D’après Hito Steyerl, l’inintelligibilité est devenue la nouvelle norme. Elle explique que l’information est transmise par des signaux que nos cinq sens ne peuvent percevoir1Hito Steyerl, Duty Free Art. Londres et New York : Verso, 2017, p. 47 – 49. (charges électriques, ondes radio, impulsions lumineuses). Aujourd’hui, notre perception du monde se fait très souvent à travers des machines. La vision humaine ne joue plus qu’un rôle mineur, elle a perdu de son importance. Ce que l’on voit est filtré, d’abord passé par la reconnaissance de formes et le décryptage des machines. Pour ces machines, les images ont une autre apparence, et sans traitement des signaux, les êtres humains sont incapables de les percevoir. Autrement dit, ces images invisibles à nos yeux forment une réalité inintelligible. Dans une certaine mesure, la réalité elle-même est devenue inaccessible à la compréhension humaine. Très souvent, la réalité est transmise par l’intermédiaire d’écrans (et je ne peux m’empêcher de penser au camouflage pixélisé de certains uniformes militaires).
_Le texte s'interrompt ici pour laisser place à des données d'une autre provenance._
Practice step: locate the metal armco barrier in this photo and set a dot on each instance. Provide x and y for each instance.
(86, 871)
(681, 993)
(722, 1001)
Si les machines décodent la réalité pour nous, et si tous les objets sont devenus des informations immatérielles, comment nous est-il encore possible de percevoir quoi que ce soit ? Cela ne fait aucun doute : la transformation de l’ensemble du réel en données numériques et la circulation de l’information ont une influence sur le sensible et sur notre manière de le percevoir. Pour la peintre Elsa-Louise Manceaux (née en 1985 à Paris et installée à Mexico), dans cette situation, il faut reconsidérer la peinture par rapport aux écrans et aux données; il faut que la peinture agisse sur ces nouvelles sensibilités.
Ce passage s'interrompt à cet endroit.